According to Deborah Neibel, the assistant director for Undergraduate Preparation at the U of C Career Advising and Planning Services office, students will still be able to plan and prepare for the GRE exam because the cancellation was made far enough in advance.
Susan Kaplan, director of graduate programs at Kaplan Test Prep and Admissions, said in an e-mail interview that the change in plans will not have much of an impact on the roughly 500,000 students that take the test each year because students have not yet started studying for the revised exam. She advised students who had already begun to prepare for the new GRE to stick with their timelines to take the test.
“Given the potential impact on test takers, it’s better that ETS recognized the issues and made this decision now instead of after the first tests were administered this September,” Kaplan said.
ETS felt it could not guarantee complete student access to the exam because it was going to limit the number of test administrations from almost every day of the year to only 35 days a year, according to Kaplan. The move to limit test dates was meant to address concerns with students who were memorizing and posting GRE test questions online.

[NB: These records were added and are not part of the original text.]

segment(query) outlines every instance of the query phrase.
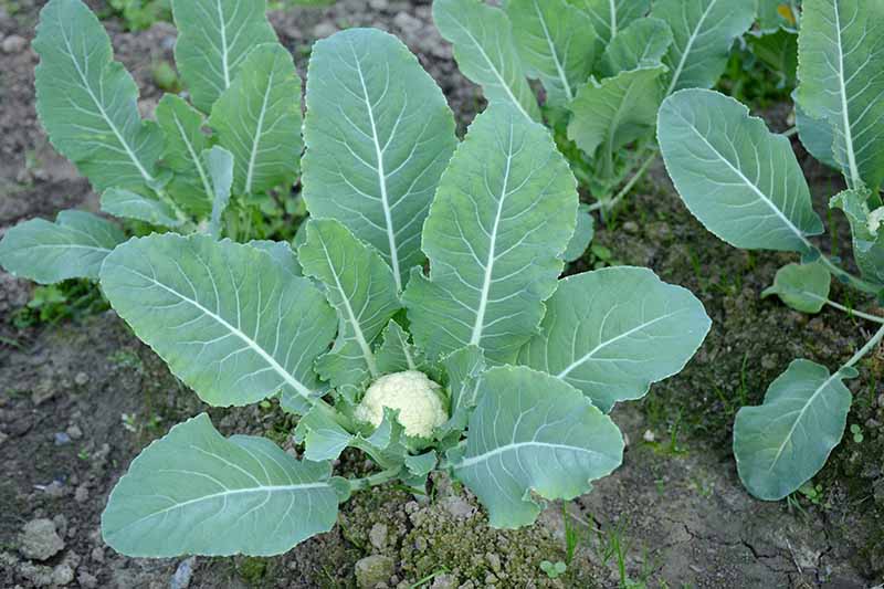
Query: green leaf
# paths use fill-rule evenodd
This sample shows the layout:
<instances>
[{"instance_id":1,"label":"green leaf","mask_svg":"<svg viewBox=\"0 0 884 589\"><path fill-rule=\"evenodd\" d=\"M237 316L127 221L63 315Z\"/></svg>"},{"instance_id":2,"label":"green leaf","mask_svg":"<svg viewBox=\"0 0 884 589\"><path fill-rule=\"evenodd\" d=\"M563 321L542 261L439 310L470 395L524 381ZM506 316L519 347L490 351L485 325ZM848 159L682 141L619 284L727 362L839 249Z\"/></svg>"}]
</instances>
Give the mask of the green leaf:
<instances>
[{"instance_id":1,"label":"green leaf","mask_svg":"<svg viewBox=\"0 0 884 589\"><path fill-rule=\"evenodd\" d=\"M577 181L546 128L507 105L478 115L423 230L430 276L403 296L430 358L467 345L505 362L536 330L577 222Z\"/></svg>"},{"instance_id":2,"label":"green leaf","mask_svg":"<svg viewBox=\"0 0 884 589\"><path fill-rule=\"evenodd\" d=\"M677 92L660 107L657 139L687 208L729 244L803 253L822 233L789 139L734 98Z\"/></svg>"},{"instance_id":3,"label":"green leaf","mask_svg":"<svg viewBox=\"0 0 884 589\"><path fill-rule=\"evenodd\" d=\"M233 154L234 192L287 189L297 176L303 149L301 77L288 51L277 44L253 49L212 107L209 125Z\"/></svg>"},{"instance_id":4,"label":"green leaf","mask_svg":"<svg viewBox=\"0 0 884 589\"><path fill-rule=\"evenodd\" d=\"M565 250L565 261L576 262L582 257L596 235L596 219L588 204L580 204L577 209L577 228L573 230L568 249Z\"/></svg>"},{"instance_id":5,"label":"green leaf","mask_svg":"<svg viewBox=\"0 0 884 589\"><path fill-rule=\"evenodd\" d=\"M126 236L92 213L62 211L54 223L31 219L0 241L0 265L13 276L52 284L98 277L102 262Z\"/></svg>"},{"instance_id":6,"label":"green leaf","mask_svg":"<svg viewBox=\"0 0 884 589\"><path fill-rule=\"evenodd\" d=\"M421 228L457 143L451 109L408 48L377 30L317 42L307 80L307 208L373 245L401 292L423 263Z\"/></svg>"},{"instance_id":7,"label":"green leaf","mask_svg":"<svg viewBox=\"0 0 884 589\"><path fill-rule=\"evenodd\" d=\"M102 267L102 288L135 334L213 406L277 391L322 392L314 360L335 335L335 313L306 278L270 254L208 235L133 239Z\"/></svg>"},{"instance_id":8,"label":"green leaf","mask_svg":"<svg viewBox=\"0 0 884 589\"><path fill-rule=\"evenodd\" d=\"M169 192L189 211L206 214L211 210L213 190L201 158L209 147L209 137L202 132L204 117L173 94L162 97L156 116L165 137L162 162L175 172Z\"/></svg>"},{"instance_id":9,"label":"green leaf","mask_svg":"<svg viewBox=\"0 0 884 589\"><path fill-rule=\"evenodd\" d=\"M606 48L598 71L603 77L610 77L620 72L659 65L672 41L669 24L660 19L639 19Z\"/></svg>"},{"instance_id":10,"label":"green leaf","mask_svg":"<svg viewBox=\"0 0 884 589\"><path fill-rule=\"evenodd\" d=\"M643 135L650 135L663 95L660 76L663 65L620 72L601 82L591 78L577 93L569 109L568 138L590 157L607 161L611 169L613 152ZM597 150L603 146L601 154Z\"/></svg>"},{"instance_id":11,"label":"green leaf","mask_svg":"<svg viewBox=\"0 0 884 589\"><path fill-rule=\"evenodd\" d=\"M108 188L104 191L102 210L124 219L137 219L169 229L181 227L181 220L167 203L122 188Z\"/></svg>"},{"instance_id":12,"label":"green leaf","mask_svg":"<svg viewBox=\"0 0 884 589\"><path fill-rule=\"evenodd\" d=\"M822 264L787 264L777 271L774 285L761 296L777 295L796 311L819 313L829 298L831 282L832 276Z\"/></svg>"},{"instance_id":13,"label":"green leaf","mask_svg":"<svg viewBox=\"0 0 884 589\"><path fill-rule=\"evenodd\" d=\"M433 22L454 45L463 75L482 86L490 104L508 104L528 120L540 120L503 10L482 0L434 0Z\"/></svg>"},{"instance_id":14,"label":"green leaf","mask_svg":"<svg viewBox=\"0 0 884 589\"><path fill-rule=\"evenodd\" d=\"M223 438L200 413L133 461L102 537L137 557L278 555L335 525L330 475L329 463L297 461L264 438Z\"/></svg>"},{"instance_id":15,"label":"green leaf","mask_svg":"<svg viewBox=\"0 0 884 589\"><path fill-rule=\"evenodd\" d=\"M607 267L560 281L519 364L565 380L608 412L678 374L711 325L690 291L648 269Z\"/></svg>"},{"instance_id":16,"label":"green leaf","mask_svg":"<svg viewBox=\"0 0 884 589\"><path fill-rule=\"evenodd\" d=\"M212 217L209 220L209 234L221 238L221 221L230 203L230 189L233 186L233 154L220 146L202 152L206 171L212 185Z\"/></svg>"},{"instance_id":17,"label":"green leaf","mask_svg":"<svg viewBox=\"0 0 884 589\"><path fill-rule=\"evenodd\" d=\"M651 0L569 0L585 10L603 45L608 45L632 21L648 13Z\"/></svg>"},{"instance_id":18,"label":"green leaf","mask_svg":"<svg viewBox=\"0 0 884 589\"><path fill-rule=\"evenodd\" d=\"M475 493L494 527L534 523L545 499L572 499L622 462L623 437L580 391L526 367L482 377L465 450L453 475Z\"/></svg>"},{"instance_id":19,"label":"green leaf","mask_svg":"<svg viewBox=\"0 0 884 589\"><path fill-rule=\"evenodd\" d=\"M547 103L565 106L586 83L596 61L589 15L568 0L509 0L513 41L529 77L543 82Z\"/></svg>"},{"instance_id":20,"label":"green leaf","mask_svg":"<svg viewBox=\"0 0 884 589\"><path fill-rule=\"evenodd\" d=\"M798 35L798 102L834 128L851 188L884 180L884 3L806 0Z\"/></svg>"},{"instance_id":21,"label":"green leaf","mask_svg":"<svg viewBox=\"0 0 884 589\"><path fill-rule=\"evenodd\" d=\"M739 410L734 455L749 493L781 499L822 469L848 422L851 393L842 378L810 360L794 360L771 382L764 404Z\"/></svg>"},{"instance_id":22,"label":"green leaf","mask_svg":"<svg viewBox=\"0 0 884 589\"><path fill-rule=\"evenodd\" d=\"M264 0L172 0L175 61L193 105L209 113L253 48L276 42Z\"/></svg>"},{"instance_id":23,"label":"green leaf","mask_svg":"<svg viewBox=\"0 0 884 589\"><path fill-rule=\"evenodd\" d=\"M304 274L322 282L338 312L335 347L316 367L333 387L380 376L371 344L401 307L390 266L371 246L332 219L307 222L307 242L297 256Z\"/></svg>"},{"instance_id":24,"label":"green leaf","mask_svg":"<svg viewBox=\"0 0 884 589\"><path fill-rule=\"evenodd\" d=\"M881 209L875 221L870 210L871 193L866 190L844 190L835 194L830 207L841 209L850 221L853 232L853 259L863 276L875 284L884 285L884 228L881 227Z\"/></svg>"},{"instance_id":25,"label":"green leaf","mask_svg":"<svg viewBox=\"0 0 884 589\"><path fill-rule=\"evenodd\" d=\"M162 136L141 120L135 81L113 61L95 14L81 0L52 0L40 12L33 49L36 112L55 149L98 192L151 186Z\"/></svg>"},{"instance_id":26,"label":"green leaf","mask_svg":"<svg viewBox=\"0 0 884 589\"><path fill-rule=\"evenodd\" d=\"M727 66L734 41L755 22L756 0L657 0L651 17L665 21L674 42L663 57L666 95L711 88Z\"/></svg>"}]
</instances>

Kaplan said she hopes ETS will solve the problem with students’ best interests in mind as it continues to search for a test format that will deter cheating.
Two of the largest test preparation companies, Kaplan and the Princeton Review, both reacted positively to the cancellation, saying that it is beneficial to students who plan on applying to graduate school for fall 2008 and beyond. Kaplan said Kaplan Test Prep had been advising prepared students to take the GRE before the changes were implemented. “The cancellation is generally good news for students, as they were facing a longer, likely more expensive, and more challenging test, with harder question types and fewer scheduling options for taking the test,” Kaplan said.
John Katzman, CEO and chairman of the Princeton Review, was more vocal about the cancellation. “Finally, a test so bad that even ETS pulled the plug,” he said in a press release. Katzman told The Chronicle of Higher Education that the test change “would have been a debacle.” He added, “The new test would have failed on several levels: first on security, and second on complexity.”